After months of drama and political tension, Republicans have buttoned up Senate Bill 1 which enacts new voting restrictions. The bill that drove Texas House Democrats to Washington D.C. to break quorum is headed to Gov. Greg Abbott’s desk for final approval. This bill will permit partisan poll watchers “free movement” at polling places, except for at the voting stations when a voter is filling out a ballot. The bill also requires voters to provide their driver’s license number or the last four digits of their social security number on an application for voting-by-mail ballots. Additionally, the bill completely bans drive-thru voting and bans 24-hour voting, as well as distribution of unsolicited mail-in ballot applications. In essence, the new law is designed to make voting even more complicated and difficult for marginalized voters, especially voters of color, who usually vote Democratic, and those with disabilities.

Workplace sexual harassment.

Most pertinent to employees and employment lawyers is Senate Bill 45, which eliminates the requirement that an employer must have at least 15 employees to be subject to laws prohibiting sexual harassment in the workplace. The new law will apply to companies with as little as one employee. Additionally, the law gives workers more time to file a sexual harassment complaint with the TWC – 300 days instead of 180 days. Other workplace discrimination complaints must still be filed within 180 days of the alleged adverse action. This is a game changer for workers and plaintiffs’ employment lawyers who have always been frustrated with the statute of limitations and minimum employee requirement associated with sexual harassment claims.

Permitless carry.

We all know you never mess with a Texan and you most definitely never mess with a Texan’s right to carry. However, this new law has expanded Texans’ right to carry a gun in public by allowing anyone who can legally own a firearm to carry in public if it is in a holster without the need to obtain a license. While this law does not alter the eligibility requirements for gun ownership, it does eliminate the licensing requirement for public carry.

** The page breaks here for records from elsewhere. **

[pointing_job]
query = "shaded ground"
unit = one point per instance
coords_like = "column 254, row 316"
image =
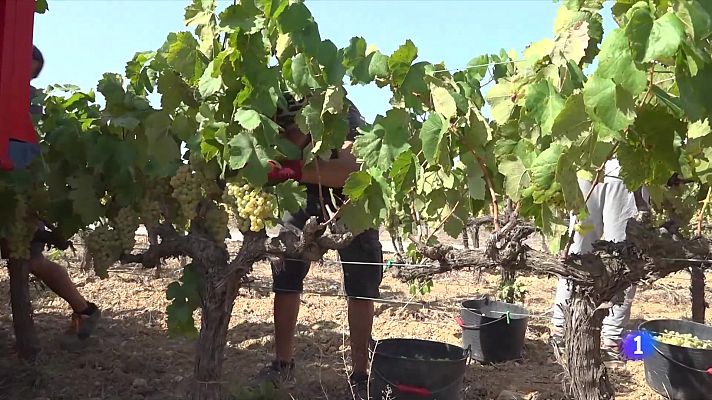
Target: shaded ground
column 132, row 356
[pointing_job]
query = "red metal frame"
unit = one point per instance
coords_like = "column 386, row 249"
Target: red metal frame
column 16, row 26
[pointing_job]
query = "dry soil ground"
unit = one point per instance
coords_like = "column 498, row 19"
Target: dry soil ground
column 132, row 356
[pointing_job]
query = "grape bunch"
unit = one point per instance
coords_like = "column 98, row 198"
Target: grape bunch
column 21, row 231
column 216, row 220
column 104, row 246
column 187, row 189
column 683, row 340
column 252, row 207
column 125, row 225
column 149, row 213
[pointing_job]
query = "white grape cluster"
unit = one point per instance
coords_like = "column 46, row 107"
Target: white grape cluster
column 150, row 213
column 187, row 189
column 21, row 231
column 104, row 246
column 683, row 340
column 125, row 224
column 216, row 222
column 251, row 206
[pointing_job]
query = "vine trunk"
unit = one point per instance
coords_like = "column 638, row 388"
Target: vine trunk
column 25, row 335
column 217, row 304
column 588, row 377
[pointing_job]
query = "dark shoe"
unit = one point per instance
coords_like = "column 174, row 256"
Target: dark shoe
column 359, row 386
column 280, row 374
column 84, row 323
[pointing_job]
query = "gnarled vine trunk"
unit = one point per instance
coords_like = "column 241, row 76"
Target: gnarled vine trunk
column 217, row 308
column 697, row 292
column 23, row 324
column 589, row 380
column 647, row 254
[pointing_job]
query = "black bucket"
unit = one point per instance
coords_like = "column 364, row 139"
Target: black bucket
column 679, row 373
column 412, row 369
column 494, row 331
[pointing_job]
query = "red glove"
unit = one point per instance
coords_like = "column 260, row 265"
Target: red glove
column 290, row 169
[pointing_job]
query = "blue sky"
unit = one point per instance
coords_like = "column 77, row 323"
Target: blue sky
column 83, row 39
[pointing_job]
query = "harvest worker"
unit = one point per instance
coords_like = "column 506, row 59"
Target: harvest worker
column 610, row 206
column 361, row 281
column 85, row 314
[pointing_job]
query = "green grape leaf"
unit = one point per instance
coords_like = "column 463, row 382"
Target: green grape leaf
column 199, row 12
column 333, row 100
column 378, row 67
column 536, row 51
column 516, row 177
column 357, row 184
column 243, row 16
column 453, row 227
column 295, row 17
column 380, row 143
column 174, row 91
column 291, row 196
column 162, row 148
column 571, row 45
column 697, row 20
column 404, row 171
column 572, row 121
column 142, row 80
column 566, row 176
column 616, row 63
column 303, row 73
column 431, row 135
column 181, row 52
column 400, row 61
column 610, row 108
column 653, row 39
column 543, row 172
column 84, row 198
column 443, row 102
column 672, row 103
column 332, row 63
column 475, row 177
column 248, row 119
column 544, row 104
column 111, row 87
column 477, row 132
column 371, row 209
column 208, row 84
column 245, row 155
column 272, row 8
column 698, row 129
column 501, row 99
column 694, row 91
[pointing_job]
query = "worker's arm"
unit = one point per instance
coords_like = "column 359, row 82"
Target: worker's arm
column 334, row 172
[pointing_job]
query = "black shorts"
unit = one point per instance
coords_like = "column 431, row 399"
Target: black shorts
column 360, row 280
column 36, row 248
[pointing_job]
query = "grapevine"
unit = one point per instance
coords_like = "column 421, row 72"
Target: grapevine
column 216, row 222
column 21, row 231
column 104, row 245
column 433, row 160
column 683, row 340
column 125, row 225
column 150, row 212
column 252, row 207
column 187, row 190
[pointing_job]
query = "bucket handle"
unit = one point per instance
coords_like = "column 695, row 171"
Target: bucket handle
column 707, row 371
column 408, row 389
column 462, row 325
column 468, row 355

Banning critical race theory.

I’m quite certain no one really knows what this truly means. Most teachers maintain they don’t teach critical race theory and that most people don’t even know what it is. According to House bill sponsor Rep. Steve Toth, a Republican, the new law is aimed at teaching complicated subjects such as slavery and racism without making white children feel guilty about being white. I say, we still have no idea what this bill means and it likely will not impact the way teachers teach.

Bo’s law.

The Botham Jean Act, or Bo’s Law, ensures that cameras worn by law enforcement officers remain on during an active investigation. The law is named after Jean who was fatally shot in his apartment by off-duty Dallas police officer Amber Guyger. Testimony during Guyger’s trial revealed that Dallas Police Association President Mike Mata asked another police officer to turn off a camera inside a squad car at the scene of the shooting so Guyger and Mata could speak privately. Bo’s law establishes guidelines regarding when a recording can be discontinued.

While not all of the laws passed by the legislature have gone into effect on September 1, 2021, the laws mentioned above have. The state legislature is already hard at work in the second special session working on controversial topics including, bail reform and limits on transgender kids competing on sports teams.